Ульмасов представил тех, кто с ними пришел:
— Мои помощники, старшины трудовых отрядов Насырджан-ака Назымов, Нурмат-палван Хасанов.
Усто Барот внимательно поглядывал на Ульмасова и что-то шепнул стоящему рядом Ака Наврузу. Тот, кивая головой, громко подтвердил: «Да, да, друг, вроде он и есть!»
Присев к столу, Ульмасов посмотрел на свои часы.
— Через сорок минут мы все и вы, товарищи Олимов и Сорокин, должны явиться в обком партии. Меня попросили разыскать вас и сообщить об этом.
Посмотрели на часы и остальные. Время близилось к вечеру, уже темнело, а буран все неистовствовал, от резких порывов ветра потрескивали барачные ставни и двери.
Ульмасов взял пиалушку с чаем, предложенную усто Баротом, и вдруг застыл в удивленье, глядя на него.
— Ну, признайтесь, Урмонбек, не узнали ведь, — укоризненно посмотрел усто Барот, — не узнали своего сибирского сотрапезника, товарища по работе?
Ульмасов встал, широко раскрыл объятия.
— О… о… о!.. Барот-ака, дорогой мой, вы живы и здоровы? Не верю своим глазам!.. Каким же ветром вас сюда занесло? А! Понимаю, понимаю, раз вы в этом бараке, значит, причина у нас с вами одна! — обрадовался Ульмасов, обнимая Барот-амака, мешая таджикскую и узбекскую речь.
— А этого человека, Урмонбек, неужели не узнаете? — Усто Барот показал на Ака Навруза. — Этот человек — усто Навруз, столяр, помните?
Ульмасов изумился еще более и после объятий сказал по-русски:
— Друзья, дорогие! Мы все трое из одного рода-племени! Свои лучшие годы провели в Сибири, в ссылке…
— Ого!.. Какая удивительная встреча! Бывает же так в жизни!.. — послышались отовсюду восклицания.
— И с того далекого времени так и не встречались? — полюбопытствовал Куликов.
— В двадцать девятом на учредительный съезд Таджикской республики, — вспомнил усто Барот, — товарищ Ульмасов приезжал к нам в качестве представителя братского Узбекистана.
— Истинная правда! — подтвердил Ульмасов. — Но самое удивительное — это, конечно, нынешняя встреча, да еще где, подумать только! На Урале, на пороге, так сказать, той самой далекой Сибири…
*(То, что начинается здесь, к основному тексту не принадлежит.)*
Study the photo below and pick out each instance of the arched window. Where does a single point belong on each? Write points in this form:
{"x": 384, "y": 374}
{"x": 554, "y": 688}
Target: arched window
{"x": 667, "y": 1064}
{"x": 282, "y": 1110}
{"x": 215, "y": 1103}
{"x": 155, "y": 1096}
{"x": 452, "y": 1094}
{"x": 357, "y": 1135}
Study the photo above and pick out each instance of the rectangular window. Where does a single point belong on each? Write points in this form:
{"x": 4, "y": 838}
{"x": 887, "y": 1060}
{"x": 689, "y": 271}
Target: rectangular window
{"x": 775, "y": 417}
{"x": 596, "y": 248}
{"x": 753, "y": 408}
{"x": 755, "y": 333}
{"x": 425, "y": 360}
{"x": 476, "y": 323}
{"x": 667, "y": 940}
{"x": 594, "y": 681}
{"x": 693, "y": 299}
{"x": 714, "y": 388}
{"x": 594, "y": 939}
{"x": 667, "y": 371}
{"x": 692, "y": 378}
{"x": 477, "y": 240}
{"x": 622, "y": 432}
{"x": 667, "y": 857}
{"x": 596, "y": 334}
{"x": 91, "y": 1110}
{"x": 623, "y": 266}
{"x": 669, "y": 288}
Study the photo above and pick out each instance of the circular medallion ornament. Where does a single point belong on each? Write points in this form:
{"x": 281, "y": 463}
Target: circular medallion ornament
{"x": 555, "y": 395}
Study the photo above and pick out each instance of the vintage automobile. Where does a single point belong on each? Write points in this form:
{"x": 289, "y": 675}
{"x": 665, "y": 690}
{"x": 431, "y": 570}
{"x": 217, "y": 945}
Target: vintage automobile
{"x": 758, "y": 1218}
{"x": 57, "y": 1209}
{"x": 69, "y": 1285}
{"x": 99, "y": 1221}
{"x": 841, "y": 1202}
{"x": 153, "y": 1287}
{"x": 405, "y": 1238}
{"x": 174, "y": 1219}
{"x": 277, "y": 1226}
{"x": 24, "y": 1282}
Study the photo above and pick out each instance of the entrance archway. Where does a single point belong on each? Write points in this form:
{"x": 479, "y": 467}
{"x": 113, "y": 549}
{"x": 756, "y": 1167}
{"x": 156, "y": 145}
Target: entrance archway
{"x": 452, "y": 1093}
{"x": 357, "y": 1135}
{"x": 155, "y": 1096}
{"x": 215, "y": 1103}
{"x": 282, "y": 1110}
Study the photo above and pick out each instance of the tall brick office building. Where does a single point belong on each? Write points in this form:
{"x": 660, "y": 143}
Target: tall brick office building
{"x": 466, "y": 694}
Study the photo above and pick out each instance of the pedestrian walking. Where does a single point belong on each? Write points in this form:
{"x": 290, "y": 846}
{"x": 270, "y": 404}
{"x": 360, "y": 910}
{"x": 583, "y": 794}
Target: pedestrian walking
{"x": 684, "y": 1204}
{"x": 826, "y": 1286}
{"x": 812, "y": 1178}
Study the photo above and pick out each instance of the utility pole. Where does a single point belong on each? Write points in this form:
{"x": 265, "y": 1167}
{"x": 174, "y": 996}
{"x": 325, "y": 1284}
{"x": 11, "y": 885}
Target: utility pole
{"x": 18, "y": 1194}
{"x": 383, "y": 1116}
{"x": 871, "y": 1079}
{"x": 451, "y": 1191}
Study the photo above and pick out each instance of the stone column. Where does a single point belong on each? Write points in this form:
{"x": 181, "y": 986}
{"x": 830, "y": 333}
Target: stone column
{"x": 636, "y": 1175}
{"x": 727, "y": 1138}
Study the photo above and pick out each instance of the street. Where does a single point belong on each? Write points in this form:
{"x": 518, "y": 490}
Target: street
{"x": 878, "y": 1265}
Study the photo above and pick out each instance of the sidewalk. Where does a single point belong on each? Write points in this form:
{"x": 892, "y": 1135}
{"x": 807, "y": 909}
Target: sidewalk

— И на таджикском, оказывается, хорошо говорите, товарищ Ульмасов! — Олимову хотелось сделать приятное гостю.
— Отец у меня таджик, — пояснил Урмонбек. — Да кроме того, вы, конечно, знаете, в тридцатых годах образованным человеком в наших краях считался тот, кто знал и умел разговаривать на таджикском и персидском языках. Пантюркисты и националисты всеми мерами пытались эту традицию свести на нет… Да не вышло вот ничего!
— Да, у истоков культуры стояли еще Джами и Навои, — с гордостью вспомнил усто Барот, — наши великие поэты, просветители!
— А известные всему миру деятели истории, науки и просвещения Фуркат и Мукими, Садриддин Айни и Хамза Хакимзаде Ниязи разве не придерживались этой же точки зрения? — поддержал его мысль Ульмасов.
— Только что мы с товарищем Олимовым говорили именно об этом, — сказал молчавший до того Сорокин. — В самом деле, таджики и узбеки — нации, очень близкие друг другу.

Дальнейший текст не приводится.